The patient’s blood was drawn and sent for the comprehensive 127 gene Retinal Dystrophy Panel through the Casey Eye Institute Laboratory at Oregon Health and Science University. The test is listed at $2,500 and is almost always paid out of pocket, but for patients seeking a definitive cause for their visual impairment, this option is attractive to attain answers and closure.
A full list of available tests is available at ohsu.edu, along with instructions for specimen requisition and the relevant consent and payment forms. In most cases, the test results are available within one to three months.
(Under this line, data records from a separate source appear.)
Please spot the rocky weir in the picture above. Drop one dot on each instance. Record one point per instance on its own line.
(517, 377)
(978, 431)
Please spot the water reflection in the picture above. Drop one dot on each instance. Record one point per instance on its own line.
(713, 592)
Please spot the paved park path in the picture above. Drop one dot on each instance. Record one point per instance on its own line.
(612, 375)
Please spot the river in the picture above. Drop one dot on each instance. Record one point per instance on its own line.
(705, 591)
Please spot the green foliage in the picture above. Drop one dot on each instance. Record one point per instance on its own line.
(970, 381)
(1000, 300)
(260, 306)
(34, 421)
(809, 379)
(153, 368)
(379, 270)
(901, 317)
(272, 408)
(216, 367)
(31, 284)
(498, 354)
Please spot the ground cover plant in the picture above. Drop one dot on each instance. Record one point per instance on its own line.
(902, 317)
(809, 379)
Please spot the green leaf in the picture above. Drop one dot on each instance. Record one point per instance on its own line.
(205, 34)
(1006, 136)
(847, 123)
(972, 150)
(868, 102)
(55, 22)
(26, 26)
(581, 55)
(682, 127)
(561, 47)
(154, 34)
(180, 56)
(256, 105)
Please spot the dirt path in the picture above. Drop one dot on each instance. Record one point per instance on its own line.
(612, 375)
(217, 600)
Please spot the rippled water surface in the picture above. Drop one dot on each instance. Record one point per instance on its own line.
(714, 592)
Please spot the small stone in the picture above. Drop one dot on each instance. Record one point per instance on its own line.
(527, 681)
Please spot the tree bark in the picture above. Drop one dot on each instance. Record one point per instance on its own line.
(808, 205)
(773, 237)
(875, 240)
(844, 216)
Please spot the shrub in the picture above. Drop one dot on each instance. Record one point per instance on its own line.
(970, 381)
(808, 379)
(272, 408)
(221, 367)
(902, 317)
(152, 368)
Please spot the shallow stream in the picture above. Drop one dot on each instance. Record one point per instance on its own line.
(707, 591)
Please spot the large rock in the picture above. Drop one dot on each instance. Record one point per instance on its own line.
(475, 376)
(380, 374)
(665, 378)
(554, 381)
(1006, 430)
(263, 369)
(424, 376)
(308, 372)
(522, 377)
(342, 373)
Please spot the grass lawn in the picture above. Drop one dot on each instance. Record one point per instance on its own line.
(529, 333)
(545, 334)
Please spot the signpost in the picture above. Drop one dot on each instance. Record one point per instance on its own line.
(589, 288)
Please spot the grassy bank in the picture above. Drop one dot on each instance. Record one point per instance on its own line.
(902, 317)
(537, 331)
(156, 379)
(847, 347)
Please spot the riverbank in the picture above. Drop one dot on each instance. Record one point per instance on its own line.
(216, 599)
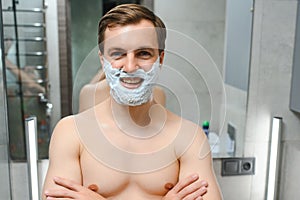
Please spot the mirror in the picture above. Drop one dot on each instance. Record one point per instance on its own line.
(221, 33)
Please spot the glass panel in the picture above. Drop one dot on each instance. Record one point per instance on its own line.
(4, 163)
(27, 77)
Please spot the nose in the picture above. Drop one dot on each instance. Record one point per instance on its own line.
(130, 64)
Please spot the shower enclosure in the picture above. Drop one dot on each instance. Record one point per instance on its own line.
(27, 83)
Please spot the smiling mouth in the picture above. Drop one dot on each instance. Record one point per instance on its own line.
(131, 83)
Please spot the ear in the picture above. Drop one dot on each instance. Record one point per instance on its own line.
(101, 57)
(161, 57)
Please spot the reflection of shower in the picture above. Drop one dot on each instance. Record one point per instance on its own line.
(26, 72)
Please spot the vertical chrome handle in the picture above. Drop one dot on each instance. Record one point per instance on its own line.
(274, 158)
(32, 156)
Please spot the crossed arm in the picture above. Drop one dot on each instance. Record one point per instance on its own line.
(64, 162)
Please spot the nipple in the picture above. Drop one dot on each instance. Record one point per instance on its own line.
(169, 186)
(93, 187)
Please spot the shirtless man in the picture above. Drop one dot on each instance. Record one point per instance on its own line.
(128, 146)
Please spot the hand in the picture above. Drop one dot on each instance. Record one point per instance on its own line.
(71, 190)
(188, 188)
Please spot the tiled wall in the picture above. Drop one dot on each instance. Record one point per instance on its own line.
(201, 23)
(269, 92)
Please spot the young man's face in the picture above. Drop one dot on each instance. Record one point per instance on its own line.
(132, 46)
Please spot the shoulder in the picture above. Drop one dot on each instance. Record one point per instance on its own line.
(190, 137)
(64, 134)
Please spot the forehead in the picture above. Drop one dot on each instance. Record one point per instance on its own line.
(132, 36)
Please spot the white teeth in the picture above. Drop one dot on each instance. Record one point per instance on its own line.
(131, 80)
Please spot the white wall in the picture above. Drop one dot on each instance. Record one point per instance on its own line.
(270, 79)
(204, 22)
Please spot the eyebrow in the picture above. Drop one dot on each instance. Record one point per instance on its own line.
(137, 49)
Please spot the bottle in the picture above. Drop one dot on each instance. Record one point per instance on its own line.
(205, 127)
(43, 132)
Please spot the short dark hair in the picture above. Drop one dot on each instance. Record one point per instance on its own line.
(126, 14)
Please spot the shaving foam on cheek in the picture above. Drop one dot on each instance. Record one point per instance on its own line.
(131, 97)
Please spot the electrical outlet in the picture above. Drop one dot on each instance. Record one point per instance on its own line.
(238, 166)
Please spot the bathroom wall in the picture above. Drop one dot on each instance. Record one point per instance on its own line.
(270, 78)
(204, 23)
(84, 25)
(269, 92)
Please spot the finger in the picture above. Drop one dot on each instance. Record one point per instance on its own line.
(67, 183)
(93, 187)
(204, 183)
(54, 198)
(192, 189)
(185, 182)
(196, 194)
(60, 193)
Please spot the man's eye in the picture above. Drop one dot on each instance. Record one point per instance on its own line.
(144, 54)
(117, 54)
The PRPH2/RDS and GUCY2D genes have been implicated in CACD and are included in the panel that will be run for this patient.4,5 She will be contacted with the results and notified of any clinical trials for which she may qualify. We plan to monitor her condition yearly for progression and updates on possible trials.
Dr. Hammond is an optometric resident at the Bascom Palmer Eye Institute in Miami.
1. Sohn E, Mullins R, Stone E. Macular Dystrophies. In: Ryan SJ ed. Retina. Vol 2, ed. V. St Louis:Mosby; 2013:864-74.|
2. Yannuzzi LA. Cetntral Areolar Choroidal Dystrophy. The Retinal Atlas. 1st ed. Saunders Elsevier; 2010. 80.
3. Genead M, Fishman G, Grover S. Hereditary Choroidal Diseases. In: Ryan SJ ed. Retina. Vol 2, ed. V. St Louis: Mosby; 2013;891-2.
4. Boon C, Klevering B, Cremers F, et al. Central areolar choroidal dystrophy. Ophthalmology. 2009;116:771–82.
5. Hughes A, Meng W, Lotery A, Bradley D. A Novel GUCY2D Mutation, V933A, causes central areolar choroidal dystrophy. Invest Ophthalmol Vis Sci. 2012;53:4748–53.